Le plan de relance de Biden devrait apporter à Broadway et à des centaines de théâtres régionaux environ 1,5 milliard de dollars de soutien. L’espoir est que ces fonds leur permettront de passer de l’autre côté de la pandémie. C’est un voyage dont personne ne s’attend à ce qu’il soit simple.

L’industrie du théâtre représente 97000 emplois à New York, selon la Broadway League © Alexi Rosenfeld / Getty

Les spectacles devront peut-être être refondus parce que le talent est parti. Les campagnes de marketing visant à créer le buzz pour occuper les sièges devront être lancées. «Nous ne sommes pas un restaurant. Nous ne pouvons pas simplement allumer nos lumières et commencer à servir les clients », a déclaré le producteur Ken Davenport. «Nous avons besoin de mois de piste.»

Il y a eu des spéculations fébriles sur le moment où les émissions pourraient redémarrer. La majeure partie de la discussion se concentre désormais sur l’automne, ce qui permettrait aux spectacles de capturer la période vitale des vacances. Certains voient des productions plus petites qui nécessitent moins d’argent en premier, tandis que d’autres pensent que ce seront des mastodontes, comme la comédie musicale. Hamilton, qui peut garantir une audience même sans touristes étrangers.

L’un des premiers nouveaux spectacles à recevoir un engagement d’un théâtre pendant la fermeture est Pensées d’un homme de couleur, par le dramaturge noir Keenan Scott II. Aucune date n’a encore été confirmée. C’est, espèrent beaucoup, un signe qu’un Broadway plus inclusif verra le jour.

Mais des questions surgissent sur la santé et la sécurité et la volonté du public de revenir.
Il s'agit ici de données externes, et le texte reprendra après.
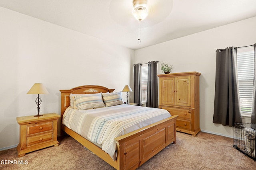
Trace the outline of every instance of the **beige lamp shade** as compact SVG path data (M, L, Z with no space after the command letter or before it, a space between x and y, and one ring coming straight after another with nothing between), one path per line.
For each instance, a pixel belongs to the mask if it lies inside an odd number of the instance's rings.
M49 92L42 84L35 83L27 94L49 94Z
M132 92L132 90L129 85L126 85L124 88L122 92Z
Les dirigeants de Broadway parlent de demander aux spectateurs d’étaler leurs arrivées, de pré-commander des cocktails d’entracte et d’autres ajustements pour limiter la congestion. Dans l’ensemble, cependant, ils ne croient pas que la distanciation sociale soit viable pendant plus qu’une courte période.

«Si vous utilisez une capacité de 50 pour cent sur Broadway, vous êtes fermé», a déclaré Davenport. «L’économie ne le soutient tout simplement pas.»

À Robyn Goodman, producteur de tubes tels que Avenue Q et Dans les hauteurs, la distanciation sociale sape également la magie du théâtre. Elle l’a vu lorsque le Bucks County Playhouse de New Hope, en Pennsylvanie, où elle est directrice exécutive, a récemment présenté un spectacle pour 60 personnes dans son théâtre de 425 places. «Garçon, c’est difficile de faire de la comédie quand les gens sont si éloignés l’un de l’autre», dit-elle.

Les revenus de Goodman provenant des émissions dans lesquelles elle est investisseur, y compris Hamilton, s’est tarie. «Pour moi, ça a été un arrêt sans issue», a-t-elle déclaré. Après les premiers jours effrénés de changements de plans, elle s’est retrouvée désespérée il y a environ six mois.

«Les gens sont tellement déprimés, en particulier les artistes», dit-elle. «Nous espérons tous les années folles – que les gens soient courageux, sortent danser et veulent faire des choses. Mais je ne sais pas.